My Next Number is...

The title of this post is appropriate for two reasons:
1. this post is my 100th post on this blog
2. this was a phrase used today at TAM6 by Dr. Art Benjamin, the Mathemagician.
The Art of Memory

My favorite afternoon workshop was The Art of Memory by Banachek. Banachek is billed as the world's leading Mentalist, and he kicked off his session by memorizing an entire deck of cards in about 47 seconds. Over the next 2 hours, he showed us several ways to do this. This has got to win the prize for the most practical first day talk ever at a Las Vegas convention!

By the end of this two hour session, he had given us mnemonic tools for memorizing a grocery list, a speech and a 74 digit number. Knowing these techniques back in my pre-med and med school days would have been worth the price of admission, all by themselves.

Besides his prodigious feats of memory, Banachek performs some pretty swell illusions, as shown in the video clip below.



The fascinating story of Banachek's work with James Randi in Project Alpha is well worth the read. If you'd prefer to hear this tale in Randi's own words, The Amazing Show podcast on that subject makes for fine listening.

The Mathemagician

If Art Benjamin were John Henry, the steam drill would have had its ass handed to it in a handbasket. Art demonstrated this right off the bat, by outperforming 5 people with calculators in several numerical feats.

It's hard to wow a room full of practicing skeptics, but Art accomplished this pretty quickly, spouting out the squares of 4 digit numbers about as fast as the audience could call them out. Before the calculator dudes on stage could even enter the digits for most of the problems, he was writing the answer down on a flip chart.

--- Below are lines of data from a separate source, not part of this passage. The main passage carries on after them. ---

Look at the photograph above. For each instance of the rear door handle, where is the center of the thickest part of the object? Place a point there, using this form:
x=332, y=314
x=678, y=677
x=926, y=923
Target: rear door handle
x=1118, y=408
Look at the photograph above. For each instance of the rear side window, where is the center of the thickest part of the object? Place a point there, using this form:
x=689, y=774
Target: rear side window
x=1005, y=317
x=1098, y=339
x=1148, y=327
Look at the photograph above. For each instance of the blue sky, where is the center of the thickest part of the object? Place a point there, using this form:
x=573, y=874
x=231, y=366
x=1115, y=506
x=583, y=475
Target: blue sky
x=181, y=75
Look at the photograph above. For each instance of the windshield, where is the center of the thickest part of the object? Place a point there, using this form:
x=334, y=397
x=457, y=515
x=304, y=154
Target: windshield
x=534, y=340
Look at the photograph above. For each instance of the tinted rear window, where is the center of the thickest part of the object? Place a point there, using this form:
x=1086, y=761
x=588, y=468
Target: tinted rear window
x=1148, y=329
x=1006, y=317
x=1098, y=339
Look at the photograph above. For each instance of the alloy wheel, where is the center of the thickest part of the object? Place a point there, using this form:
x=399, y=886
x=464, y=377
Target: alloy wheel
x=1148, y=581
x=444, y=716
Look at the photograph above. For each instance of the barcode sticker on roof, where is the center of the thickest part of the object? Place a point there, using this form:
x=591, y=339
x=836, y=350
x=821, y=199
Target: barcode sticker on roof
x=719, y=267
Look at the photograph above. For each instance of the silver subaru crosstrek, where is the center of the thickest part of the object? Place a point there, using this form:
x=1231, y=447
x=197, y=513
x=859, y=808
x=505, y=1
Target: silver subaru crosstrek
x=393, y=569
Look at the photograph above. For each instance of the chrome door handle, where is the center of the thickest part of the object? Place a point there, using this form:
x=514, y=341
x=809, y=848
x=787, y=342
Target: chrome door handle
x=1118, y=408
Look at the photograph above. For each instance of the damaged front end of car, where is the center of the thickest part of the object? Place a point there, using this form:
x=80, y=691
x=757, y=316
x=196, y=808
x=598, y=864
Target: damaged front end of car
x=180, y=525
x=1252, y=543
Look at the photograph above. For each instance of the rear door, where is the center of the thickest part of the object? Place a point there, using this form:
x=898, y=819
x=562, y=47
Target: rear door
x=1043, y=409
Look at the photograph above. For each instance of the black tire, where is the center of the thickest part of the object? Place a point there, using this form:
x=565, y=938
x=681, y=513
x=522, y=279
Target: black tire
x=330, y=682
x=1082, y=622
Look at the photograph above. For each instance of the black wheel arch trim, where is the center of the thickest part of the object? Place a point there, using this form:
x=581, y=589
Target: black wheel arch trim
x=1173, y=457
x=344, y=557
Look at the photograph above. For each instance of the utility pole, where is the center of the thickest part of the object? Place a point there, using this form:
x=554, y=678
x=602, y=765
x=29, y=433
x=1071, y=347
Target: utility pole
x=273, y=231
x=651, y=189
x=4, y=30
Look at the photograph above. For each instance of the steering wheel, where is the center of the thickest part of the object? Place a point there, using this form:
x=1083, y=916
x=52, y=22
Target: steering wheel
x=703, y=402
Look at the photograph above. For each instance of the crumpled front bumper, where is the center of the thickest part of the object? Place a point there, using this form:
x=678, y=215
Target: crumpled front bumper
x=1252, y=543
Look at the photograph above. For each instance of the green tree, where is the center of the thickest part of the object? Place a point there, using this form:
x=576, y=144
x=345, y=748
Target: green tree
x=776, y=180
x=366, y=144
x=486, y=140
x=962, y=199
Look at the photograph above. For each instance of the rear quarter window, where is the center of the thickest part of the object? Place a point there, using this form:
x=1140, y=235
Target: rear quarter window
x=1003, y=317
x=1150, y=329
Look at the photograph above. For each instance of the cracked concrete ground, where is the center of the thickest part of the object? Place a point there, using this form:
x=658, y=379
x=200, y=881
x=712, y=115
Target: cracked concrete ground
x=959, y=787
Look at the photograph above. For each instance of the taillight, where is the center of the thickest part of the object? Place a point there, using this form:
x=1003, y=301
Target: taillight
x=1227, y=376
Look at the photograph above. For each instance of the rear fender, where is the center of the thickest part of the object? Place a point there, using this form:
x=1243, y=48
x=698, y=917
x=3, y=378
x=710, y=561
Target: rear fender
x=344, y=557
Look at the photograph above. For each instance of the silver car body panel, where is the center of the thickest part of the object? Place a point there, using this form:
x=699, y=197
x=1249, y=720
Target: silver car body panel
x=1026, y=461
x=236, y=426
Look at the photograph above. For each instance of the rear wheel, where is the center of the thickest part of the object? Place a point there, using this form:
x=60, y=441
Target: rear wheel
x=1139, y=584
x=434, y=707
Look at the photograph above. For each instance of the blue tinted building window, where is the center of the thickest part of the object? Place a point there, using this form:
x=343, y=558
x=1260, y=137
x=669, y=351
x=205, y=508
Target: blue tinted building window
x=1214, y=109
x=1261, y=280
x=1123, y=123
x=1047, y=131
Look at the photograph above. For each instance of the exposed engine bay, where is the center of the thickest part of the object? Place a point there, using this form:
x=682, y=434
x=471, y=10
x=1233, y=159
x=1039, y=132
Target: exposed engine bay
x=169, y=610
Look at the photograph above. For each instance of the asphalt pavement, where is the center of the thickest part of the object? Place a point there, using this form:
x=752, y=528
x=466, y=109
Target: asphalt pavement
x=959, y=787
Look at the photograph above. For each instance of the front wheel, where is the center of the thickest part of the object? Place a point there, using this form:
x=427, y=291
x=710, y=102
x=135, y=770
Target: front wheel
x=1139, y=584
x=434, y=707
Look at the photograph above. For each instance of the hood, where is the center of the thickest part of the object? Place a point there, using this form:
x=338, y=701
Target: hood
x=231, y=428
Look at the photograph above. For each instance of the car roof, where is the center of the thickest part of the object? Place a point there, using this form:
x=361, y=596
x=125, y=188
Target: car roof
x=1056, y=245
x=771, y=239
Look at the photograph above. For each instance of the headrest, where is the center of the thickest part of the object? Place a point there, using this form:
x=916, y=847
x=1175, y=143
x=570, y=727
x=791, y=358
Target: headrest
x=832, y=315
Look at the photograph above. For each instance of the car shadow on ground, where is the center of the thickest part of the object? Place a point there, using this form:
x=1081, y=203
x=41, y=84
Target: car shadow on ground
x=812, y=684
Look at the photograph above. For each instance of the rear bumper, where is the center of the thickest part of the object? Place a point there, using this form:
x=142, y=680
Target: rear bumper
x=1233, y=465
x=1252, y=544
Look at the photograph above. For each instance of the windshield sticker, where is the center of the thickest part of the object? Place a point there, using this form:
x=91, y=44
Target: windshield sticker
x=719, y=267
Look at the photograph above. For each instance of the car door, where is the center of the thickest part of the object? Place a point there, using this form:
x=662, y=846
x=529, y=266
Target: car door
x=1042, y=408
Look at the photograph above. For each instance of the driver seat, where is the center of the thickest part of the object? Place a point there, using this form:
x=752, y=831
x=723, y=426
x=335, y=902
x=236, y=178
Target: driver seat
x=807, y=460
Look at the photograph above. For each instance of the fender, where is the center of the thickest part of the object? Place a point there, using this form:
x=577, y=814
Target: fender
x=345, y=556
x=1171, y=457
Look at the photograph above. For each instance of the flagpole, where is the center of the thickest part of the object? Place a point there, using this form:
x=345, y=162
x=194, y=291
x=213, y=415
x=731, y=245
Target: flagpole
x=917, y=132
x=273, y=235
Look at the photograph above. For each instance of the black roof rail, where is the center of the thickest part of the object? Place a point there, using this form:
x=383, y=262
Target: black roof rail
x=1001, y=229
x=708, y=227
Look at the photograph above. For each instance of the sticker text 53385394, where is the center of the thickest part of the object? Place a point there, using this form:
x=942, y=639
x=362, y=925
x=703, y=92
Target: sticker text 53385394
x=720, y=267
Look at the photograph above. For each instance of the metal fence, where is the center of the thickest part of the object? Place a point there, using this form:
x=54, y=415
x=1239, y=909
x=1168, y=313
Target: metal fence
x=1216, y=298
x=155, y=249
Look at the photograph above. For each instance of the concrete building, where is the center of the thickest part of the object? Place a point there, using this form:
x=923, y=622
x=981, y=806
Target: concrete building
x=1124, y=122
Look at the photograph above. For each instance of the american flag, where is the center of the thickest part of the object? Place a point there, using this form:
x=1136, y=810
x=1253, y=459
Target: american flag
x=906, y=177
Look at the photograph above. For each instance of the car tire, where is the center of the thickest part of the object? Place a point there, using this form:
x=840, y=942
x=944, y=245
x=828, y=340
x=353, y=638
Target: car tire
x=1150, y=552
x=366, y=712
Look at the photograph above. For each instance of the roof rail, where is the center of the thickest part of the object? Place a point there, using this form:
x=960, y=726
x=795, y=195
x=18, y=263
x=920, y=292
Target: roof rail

It's usually a let-down when a magician tells us the secret behind a trick. Benjamin, however, is a great exception to this rule. Even after he explained to us the details of how he did all of these mental calculations, it remained jaw-dropping to watch him blasting through these techniques at warp 4.

I could hoard all of these secrets to myself, but that would be pointless, since his excellent book (Secrets of Mental Math: The Mathemagician's Guide to Lightning Calculation and Amazing Math Tricks) reveals them all within its pages.

In the following video clip from the TED Talks, you'll see why we also gave him a standing ovation:



Besides being a great stage performer, Art Benjamin is a professor of mathematics at Harvey Mudd College, with a special interest in combinatorics and Fibonacci numbers. In the Q & A session, someone asked him for the URL of his website. He joked that despite these credentials and being able to recite the first 100 digits of pi, he was unable to remember his own web address. How does he find his site online? He googles himself.